# wheel bearing cleaning solvent



## johnc (Aug 12, 2003)

which is best?


----------



## bobsals (Aug 12, 2003)

wheel bearing cleaning solvent

John, I know others will disagree with me on this but that is OK. Every one has a right to their opinion. I have worked in garages and have been cleaning and repacking my own wheel bearings for over forty years. I have tried many solvents, kerosene, diesel fuel and others. What works the best for me that I keep going back to is gasoline. A small amount in a coffee can goes a long way. Clean one set of bearings at a time and do not mix them between wheels. This is important because each bearing is honed in to it's own race. A brush like a stiff bristled paint brush will reach in and dig out crusted grease.
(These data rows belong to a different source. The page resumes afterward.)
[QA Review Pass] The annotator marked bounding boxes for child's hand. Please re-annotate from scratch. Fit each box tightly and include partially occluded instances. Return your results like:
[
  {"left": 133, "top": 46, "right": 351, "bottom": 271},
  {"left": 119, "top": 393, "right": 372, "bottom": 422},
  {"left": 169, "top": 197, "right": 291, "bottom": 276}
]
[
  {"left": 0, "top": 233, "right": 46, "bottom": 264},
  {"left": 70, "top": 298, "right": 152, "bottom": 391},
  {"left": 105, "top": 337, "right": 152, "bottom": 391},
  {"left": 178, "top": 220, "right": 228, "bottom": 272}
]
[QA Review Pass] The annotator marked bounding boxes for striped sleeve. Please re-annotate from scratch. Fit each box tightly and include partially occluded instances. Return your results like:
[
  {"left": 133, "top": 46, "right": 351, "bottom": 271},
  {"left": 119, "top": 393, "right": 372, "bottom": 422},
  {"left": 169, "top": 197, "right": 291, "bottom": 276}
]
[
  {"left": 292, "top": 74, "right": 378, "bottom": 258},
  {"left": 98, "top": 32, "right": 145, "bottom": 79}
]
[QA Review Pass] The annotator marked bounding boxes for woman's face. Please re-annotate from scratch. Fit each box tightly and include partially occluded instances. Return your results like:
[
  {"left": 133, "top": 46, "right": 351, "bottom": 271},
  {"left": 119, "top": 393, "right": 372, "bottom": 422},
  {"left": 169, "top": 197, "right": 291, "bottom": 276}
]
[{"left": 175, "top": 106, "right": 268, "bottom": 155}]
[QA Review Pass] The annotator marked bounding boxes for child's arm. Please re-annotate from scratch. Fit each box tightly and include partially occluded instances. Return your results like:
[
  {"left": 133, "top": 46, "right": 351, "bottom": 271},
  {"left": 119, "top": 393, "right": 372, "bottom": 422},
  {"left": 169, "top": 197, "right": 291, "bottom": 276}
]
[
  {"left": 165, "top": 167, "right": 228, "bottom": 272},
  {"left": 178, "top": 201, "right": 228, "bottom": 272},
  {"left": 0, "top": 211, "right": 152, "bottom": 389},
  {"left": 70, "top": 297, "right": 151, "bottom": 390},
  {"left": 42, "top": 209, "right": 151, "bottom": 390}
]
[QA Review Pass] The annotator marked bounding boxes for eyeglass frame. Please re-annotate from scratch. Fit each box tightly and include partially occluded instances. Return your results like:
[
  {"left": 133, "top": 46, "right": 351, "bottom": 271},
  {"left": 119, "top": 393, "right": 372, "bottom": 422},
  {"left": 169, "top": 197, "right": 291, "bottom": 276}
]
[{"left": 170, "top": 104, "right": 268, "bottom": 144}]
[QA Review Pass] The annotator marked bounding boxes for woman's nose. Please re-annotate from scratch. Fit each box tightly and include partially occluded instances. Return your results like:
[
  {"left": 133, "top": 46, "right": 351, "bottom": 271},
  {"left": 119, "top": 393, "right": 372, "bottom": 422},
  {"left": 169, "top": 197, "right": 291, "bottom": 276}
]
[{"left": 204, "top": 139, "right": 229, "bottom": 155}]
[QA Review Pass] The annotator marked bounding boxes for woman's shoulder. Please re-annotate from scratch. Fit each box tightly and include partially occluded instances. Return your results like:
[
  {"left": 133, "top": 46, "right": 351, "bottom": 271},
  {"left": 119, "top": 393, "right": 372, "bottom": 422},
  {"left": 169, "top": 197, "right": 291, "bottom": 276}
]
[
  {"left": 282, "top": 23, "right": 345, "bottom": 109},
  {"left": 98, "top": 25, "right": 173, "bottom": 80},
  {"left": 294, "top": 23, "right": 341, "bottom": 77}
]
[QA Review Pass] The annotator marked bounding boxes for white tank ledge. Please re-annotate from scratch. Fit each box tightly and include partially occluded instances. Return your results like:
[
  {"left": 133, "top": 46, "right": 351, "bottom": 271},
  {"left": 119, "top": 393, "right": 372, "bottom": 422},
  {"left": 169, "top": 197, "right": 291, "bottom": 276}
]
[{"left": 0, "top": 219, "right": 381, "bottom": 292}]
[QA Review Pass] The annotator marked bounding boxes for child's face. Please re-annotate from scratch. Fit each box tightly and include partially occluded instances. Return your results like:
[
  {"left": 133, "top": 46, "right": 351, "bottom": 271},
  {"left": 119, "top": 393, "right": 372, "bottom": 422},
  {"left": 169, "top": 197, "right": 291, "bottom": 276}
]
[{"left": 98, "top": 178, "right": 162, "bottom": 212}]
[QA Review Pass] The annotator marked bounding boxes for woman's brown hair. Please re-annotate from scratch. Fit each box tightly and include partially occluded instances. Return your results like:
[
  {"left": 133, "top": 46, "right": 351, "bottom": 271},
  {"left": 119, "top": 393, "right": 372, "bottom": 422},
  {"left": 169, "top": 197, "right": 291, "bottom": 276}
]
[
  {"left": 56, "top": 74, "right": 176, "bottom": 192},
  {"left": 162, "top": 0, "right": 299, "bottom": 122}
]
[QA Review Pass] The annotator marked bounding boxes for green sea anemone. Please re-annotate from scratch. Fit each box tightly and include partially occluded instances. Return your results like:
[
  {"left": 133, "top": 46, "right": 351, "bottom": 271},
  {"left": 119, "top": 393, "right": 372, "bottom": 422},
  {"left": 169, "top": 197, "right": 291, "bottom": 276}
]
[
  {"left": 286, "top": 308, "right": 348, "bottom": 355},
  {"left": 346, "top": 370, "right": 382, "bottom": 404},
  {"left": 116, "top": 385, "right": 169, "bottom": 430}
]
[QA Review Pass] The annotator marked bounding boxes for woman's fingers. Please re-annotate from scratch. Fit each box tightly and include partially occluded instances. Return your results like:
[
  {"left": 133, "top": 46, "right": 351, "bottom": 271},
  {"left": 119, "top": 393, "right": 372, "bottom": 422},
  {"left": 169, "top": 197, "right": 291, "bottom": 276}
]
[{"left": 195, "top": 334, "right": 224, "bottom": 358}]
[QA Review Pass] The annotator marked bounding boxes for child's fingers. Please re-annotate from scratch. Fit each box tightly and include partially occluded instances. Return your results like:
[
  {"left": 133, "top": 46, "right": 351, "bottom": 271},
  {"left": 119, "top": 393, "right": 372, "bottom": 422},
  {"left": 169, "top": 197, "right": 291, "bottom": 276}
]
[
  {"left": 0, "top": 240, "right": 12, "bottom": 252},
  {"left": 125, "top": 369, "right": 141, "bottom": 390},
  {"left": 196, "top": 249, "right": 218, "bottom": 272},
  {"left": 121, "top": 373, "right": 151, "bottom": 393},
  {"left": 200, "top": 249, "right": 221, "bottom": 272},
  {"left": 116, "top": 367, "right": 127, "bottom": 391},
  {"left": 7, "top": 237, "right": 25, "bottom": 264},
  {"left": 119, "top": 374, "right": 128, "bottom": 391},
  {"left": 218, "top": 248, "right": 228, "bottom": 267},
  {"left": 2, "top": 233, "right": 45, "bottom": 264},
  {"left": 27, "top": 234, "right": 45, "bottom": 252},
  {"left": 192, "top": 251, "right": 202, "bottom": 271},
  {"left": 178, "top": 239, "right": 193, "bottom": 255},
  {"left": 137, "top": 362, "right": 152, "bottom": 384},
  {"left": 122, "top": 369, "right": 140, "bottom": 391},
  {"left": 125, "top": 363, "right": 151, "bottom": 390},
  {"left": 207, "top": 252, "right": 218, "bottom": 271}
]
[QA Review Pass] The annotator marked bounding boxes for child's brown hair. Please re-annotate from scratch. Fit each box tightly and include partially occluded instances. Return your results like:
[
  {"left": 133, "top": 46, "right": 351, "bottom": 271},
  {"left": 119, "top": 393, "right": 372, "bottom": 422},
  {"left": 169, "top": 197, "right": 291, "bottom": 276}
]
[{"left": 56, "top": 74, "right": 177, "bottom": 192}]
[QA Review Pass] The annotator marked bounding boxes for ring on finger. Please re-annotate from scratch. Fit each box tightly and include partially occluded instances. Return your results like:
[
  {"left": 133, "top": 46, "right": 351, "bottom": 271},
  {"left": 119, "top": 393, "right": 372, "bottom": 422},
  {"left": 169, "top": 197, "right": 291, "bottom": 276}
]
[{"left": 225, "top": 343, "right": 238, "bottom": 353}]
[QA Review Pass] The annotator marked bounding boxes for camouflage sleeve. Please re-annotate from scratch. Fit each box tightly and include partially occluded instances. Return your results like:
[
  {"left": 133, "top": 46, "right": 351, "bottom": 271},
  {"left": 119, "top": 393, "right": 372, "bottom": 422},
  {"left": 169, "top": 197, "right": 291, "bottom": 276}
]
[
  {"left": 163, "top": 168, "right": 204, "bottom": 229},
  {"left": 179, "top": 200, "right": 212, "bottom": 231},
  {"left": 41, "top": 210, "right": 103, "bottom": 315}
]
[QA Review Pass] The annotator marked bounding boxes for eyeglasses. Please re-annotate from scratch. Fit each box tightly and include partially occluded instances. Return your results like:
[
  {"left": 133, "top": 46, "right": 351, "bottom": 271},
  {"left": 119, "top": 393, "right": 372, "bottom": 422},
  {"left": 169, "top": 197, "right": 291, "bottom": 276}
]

Good Idea to soak the bearings for awhile, 10 minutes or so. Spin the bearings in the solvent to flush them clean. You may have to change the gas a couple of times until there is no more discolorization. Once clean, wash the bearings in very warm water and dish detergent. This will remove any traces of the gasoline. Once rinsed, blow them out with an air hose or simply let them dry in the sun. Once dry, force high temperature wheel bearing grease into the bearing with a packer, or as I do it, the palm of my hand.  Caution -  when you remove the rear bearing, the seal will come out with it. Simply take a clean cloth and wipe the seal clean and re use. DO NOT put the seal in the gas, there is a very good possibility the gas will destroy the seal. Good Luck,, Bob

quote:_Originally posted by johnc_

which is best?


----------



## C Nash (Aug 12, 2003)

wheel bearing cleaning solvent

I agree with Bob on the gas being a great cleaner but, it can be very dangerous because of the flame point. It also should not come in contact with bare skin but you can wear rubber gloves.  Hands should also be protected from the greese and like Bob I like the palm of the hand method but through the years I became alergic to of all things GREESE.  The Dr said my body had absorbed all it could stand and was reacting to it. Most of the cleaners will do a pretty good job, just takes a little more time cleaning. Bob, guess my money was pretty good, I spent it all :laugh:


----------



## william phelps (Aug 14, 2003)

wheel bearing cleaning solvent

John There are a lot of wives tales out there about using various solvents. Standard paint thinner makes an acceptable cleaner and is safer than gas. Just make sure to blow all the solvent out of the bearing before repacking the bearing. As for the wives tales, if you are concerned about the film that solvent can leave behind use a little brake clean as a final rinse.


----------